Methodology for Fraud Detection in credit card transactions with small manual labelling effort (Keras / MLP / Autoencoder)

The annual loss due to fraudulent credit card transactions in France reached 400 millions of euros in 2016 (Source: L’observatoire de la sécurité des moyens de paiement). Even if this number is small compared with the global loss ($ 21.8 billions in 2015 according to Nilson Reports), the fraud detection is an important concern for banks.

The different payment methods and the variety of devices that can be used to pay (such as mobiles, smart watches, etc.) increase the difficulty to label a transaction as fraudulent or normal. Due to the proliferation of different payment devices which are connected with the same credit card, the number of credit card transactions to analyse is huge. These factors make a day-to-day tracking transaction a challenging task. A manual labelling is not a faisible task anymore and the identification of new types of frauds becomes a difficult task.

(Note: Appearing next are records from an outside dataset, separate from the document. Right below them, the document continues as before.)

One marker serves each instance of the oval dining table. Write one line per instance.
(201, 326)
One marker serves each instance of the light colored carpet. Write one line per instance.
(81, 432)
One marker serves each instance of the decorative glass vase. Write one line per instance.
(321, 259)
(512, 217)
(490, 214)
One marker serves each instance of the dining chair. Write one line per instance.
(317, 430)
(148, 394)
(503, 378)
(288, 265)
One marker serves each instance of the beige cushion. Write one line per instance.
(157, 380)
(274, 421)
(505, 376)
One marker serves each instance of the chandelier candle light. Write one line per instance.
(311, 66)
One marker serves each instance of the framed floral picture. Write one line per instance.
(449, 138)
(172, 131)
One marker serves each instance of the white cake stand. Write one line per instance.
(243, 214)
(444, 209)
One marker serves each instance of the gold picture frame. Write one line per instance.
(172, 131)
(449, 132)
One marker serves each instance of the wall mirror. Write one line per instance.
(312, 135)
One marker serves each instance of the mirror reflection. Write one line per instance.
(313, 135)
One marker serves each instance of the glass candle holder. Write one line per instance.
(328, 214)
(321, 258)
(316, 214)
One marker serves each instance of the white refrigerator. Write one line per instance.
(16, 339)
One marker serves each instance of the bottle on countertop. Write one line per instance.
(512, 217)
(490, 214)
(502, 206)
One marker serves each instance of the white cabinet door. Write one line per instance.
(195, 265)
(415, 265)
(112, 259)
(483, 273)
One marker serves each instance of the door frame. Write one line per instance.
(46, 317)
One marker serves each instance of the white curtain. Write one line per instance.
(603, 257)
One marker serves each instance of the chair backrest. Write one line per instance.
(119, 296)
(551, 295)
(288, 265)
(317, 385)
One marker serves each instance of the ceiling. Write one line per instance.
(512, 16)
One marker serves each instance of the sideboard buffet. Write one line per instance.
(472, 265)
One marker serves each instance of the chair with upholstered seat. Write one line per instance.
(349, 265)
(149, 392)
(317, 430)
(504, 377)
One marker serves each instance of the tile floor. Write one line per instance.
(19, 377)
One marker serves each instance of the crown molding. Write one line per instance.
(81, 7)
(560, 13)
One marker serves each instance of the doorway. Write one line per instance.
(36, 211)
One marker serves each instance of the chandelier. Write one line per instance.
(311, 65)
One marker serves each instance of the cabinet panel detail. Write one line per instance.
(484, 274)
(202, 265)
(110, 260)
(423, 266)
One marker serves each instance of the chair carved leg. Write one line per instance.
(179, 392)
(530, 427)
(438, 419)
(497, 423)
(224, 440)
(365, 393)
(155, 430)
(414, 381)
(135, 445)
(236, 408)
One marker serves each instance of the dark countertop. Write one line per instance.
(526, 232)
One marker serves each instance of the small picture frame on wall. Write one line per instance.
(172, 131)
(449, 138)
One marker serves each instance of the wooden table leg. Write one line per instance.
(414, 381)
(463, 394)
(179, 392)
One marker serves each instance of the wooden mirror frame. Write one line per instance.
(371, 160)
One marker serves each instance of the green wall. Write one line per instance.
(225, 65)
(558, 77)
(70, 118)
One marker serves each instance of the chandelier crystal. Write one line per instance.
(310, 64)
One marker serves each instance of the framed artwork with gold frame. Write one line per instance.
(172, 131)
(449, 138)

Fig. 1 The dataset of credit card transactions is highly unbalanced.

We can observe that the majority of fraudulent transactions can be grouped together in a reduced dimension space (the group of red points on the lower left corner) . However, there is a group of fraudulent transactions that can be easily confused with normal transactions (red dots in the middle of blue dots distribution).

We present an unsupervised learning approach to reduce the number of transactions to analyse, and new possible type of fraudulent transactions could be discovered in this subset. A drawback of this approach is the precision of the fraud detection. Indeed, this type of approach has a less precision and sensitivity for the detection of frauds compared with a supervised learning approach. However, the discovery of new types of fraudulent transactions using a supervised learning approach is very difficult. This is because we do not know if the new types of frauds can be represented with the same features or that new features have to be added in the analysis to describe them.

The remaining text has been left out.